Upgrading Cloudera Data Science Workbench 1.5.x Using Packages

Before you start upgrading Cloudera Data Science Workbench, read the Cloudera Data Science Workbench Release Notes relevant to the version you are upgrading to.

  1. Depending on the version you are upgrading from, perform one of the following steps to stop Cloudera Data Science Workbench:
    • (Required for Upgrades from CDSW 1.4.2 or lower) Safely stop Cloudera Data Science Workbench. To avoid running into the data loss issue described in TSB-346, run the cdsw_protect_stop_restart.sh script on the master host and follow the sequence of steps as instructed by the script.
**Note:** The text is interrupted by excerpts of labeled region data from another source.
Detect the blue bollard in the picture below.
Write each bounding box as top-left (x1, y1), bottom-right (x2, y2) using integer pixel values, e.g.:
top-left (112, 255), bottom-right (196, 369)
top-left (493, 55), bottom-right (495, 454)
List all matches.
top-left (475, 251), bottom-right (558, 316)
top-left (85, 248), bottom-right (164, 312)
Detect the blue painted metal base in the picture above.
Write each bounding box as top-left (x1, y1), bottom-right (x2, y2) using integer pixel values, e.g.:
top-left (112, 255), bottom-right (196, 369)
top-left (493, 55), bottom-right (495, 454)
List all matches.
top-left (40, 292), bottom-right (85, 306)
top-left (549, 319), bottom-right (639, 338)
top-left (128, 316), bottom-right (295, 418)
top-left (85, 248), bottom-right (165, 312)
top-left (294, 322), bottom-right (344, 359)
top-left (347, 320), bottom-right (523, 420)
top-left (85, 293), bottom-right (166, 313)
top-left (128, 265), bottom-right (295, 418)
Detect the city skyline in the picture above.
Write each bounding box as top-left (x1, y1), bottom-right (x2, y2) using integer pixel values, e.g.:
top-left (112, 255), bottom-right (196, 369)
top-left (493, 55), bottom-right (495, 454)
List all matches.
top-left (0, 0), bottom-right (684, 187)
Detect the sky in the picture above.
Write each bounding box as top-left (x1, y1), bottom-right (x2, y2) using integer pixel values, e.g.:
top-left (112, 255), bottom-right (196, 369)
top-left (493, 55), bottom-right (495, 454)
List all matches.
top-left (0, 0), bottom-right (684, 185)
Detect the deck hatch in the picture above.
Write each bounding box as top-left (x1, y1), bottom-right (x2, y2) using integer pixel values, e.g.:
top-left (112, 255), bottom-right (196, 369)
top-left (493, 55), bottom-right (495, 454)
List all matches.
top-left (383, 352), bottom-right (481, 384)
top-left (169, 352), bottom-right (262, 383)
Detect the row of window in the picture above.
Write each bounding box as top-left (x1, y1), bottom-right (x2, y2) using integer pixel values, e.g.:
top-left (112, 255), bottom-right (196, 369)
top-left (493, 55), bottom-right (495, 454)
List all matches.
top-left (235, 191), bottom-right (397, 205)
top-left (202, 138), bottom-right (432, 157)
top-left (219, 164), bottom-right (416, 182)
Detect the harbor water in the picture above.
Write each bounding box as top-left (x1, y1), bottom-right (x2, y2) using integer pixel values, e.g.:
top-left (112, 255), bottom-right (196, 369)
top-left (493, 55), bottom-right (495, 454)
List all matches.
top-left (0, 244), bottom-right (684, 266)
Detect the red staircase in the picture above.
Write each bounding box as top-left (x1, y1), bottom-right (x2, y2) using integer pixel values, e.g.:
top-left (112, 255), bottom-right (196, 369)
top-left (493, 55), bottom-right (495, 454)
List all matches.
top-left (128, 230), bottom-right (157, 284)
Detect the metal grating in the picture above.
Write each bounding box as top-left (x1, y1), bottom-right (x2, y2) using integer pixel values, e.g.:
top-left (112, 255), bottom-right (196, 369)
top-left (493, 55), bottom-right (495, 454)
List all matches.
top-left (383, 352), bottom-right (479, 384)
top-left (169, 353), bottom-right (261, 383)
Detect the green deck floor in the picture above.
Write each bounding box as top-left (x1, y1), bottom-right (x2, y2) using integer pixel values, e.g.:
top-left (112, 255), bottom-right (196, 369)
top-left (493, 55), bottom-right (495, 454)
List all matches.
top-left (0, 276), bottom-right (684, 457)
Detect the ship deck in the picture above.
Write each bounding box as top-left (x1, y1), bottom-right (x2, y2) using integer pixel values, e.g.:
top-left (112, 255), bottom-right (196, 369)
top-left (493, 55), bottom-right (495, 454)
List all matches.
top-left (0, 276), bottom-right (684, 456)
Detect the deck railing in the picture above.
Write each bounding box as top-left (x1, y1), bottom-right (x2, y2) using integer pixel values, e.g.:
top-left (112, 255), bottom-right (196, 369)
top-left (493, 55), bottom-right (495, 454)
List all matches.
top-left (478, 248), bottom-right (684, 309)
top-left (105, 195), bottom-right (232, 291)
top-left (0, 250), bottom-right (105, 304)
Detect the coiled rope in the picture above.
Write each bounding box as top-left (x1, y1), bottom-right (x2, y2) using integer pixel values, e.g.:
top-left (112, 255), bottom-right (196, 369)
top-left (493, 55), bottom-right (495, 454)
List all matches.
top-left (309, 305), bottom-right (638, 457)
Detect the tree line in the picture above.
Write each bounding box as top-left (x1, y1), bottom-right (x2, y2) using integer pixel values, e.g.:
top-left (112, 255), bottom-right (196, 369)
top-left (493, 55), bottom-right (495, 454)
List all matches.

      The script will first back up your project files to the specified target folder. It will then temporarily move your project files aside to protect against the data loss condition. At that point, it is safe to stop Cloudera Data Science Workbench. To stop Cloudera Data Science Workbench, run the following command on all Cloudera Data Science Workbench hosts (master and workers):
      cdsw reset

      After Cloudera Data Science Workbench has stopped, press enter to continue running the script as instructed. It will then move your project files back into place.

      OR

    • (Upgrading from CDSW 1.4.3 or higher) Run the following command on all Cloudera Data Science Workbench hosts (master and workers) to stop Cloudera Data Science Workbench.
      cdsw reset
  2. (Strongly Recommended) On the master host, backup all your application data that is stored in the /var/lib/cdsw directory.
    To create the backup, run the following command on the master host:
    tar -cvzf cdsw.tar.gz -C /var/lib/cdsw/ .
  3. Save a backup of the Cloudera Data Science Workbench configuration file at /etc/cdsw/config/cdsw.conf.
  4. (Required for Upgrades from CDSW 1.4.0 - RedHat only) Cloudera Data Science Workbench 1.4.2 (and higher) includes a fix for a slab leak issue found in RedHat kernels. To have this fix go into effect, RedHat users must reboot all Cloudera Data Science Workbench hosts before proceeding with an upgrade from CDSW 1.4.0.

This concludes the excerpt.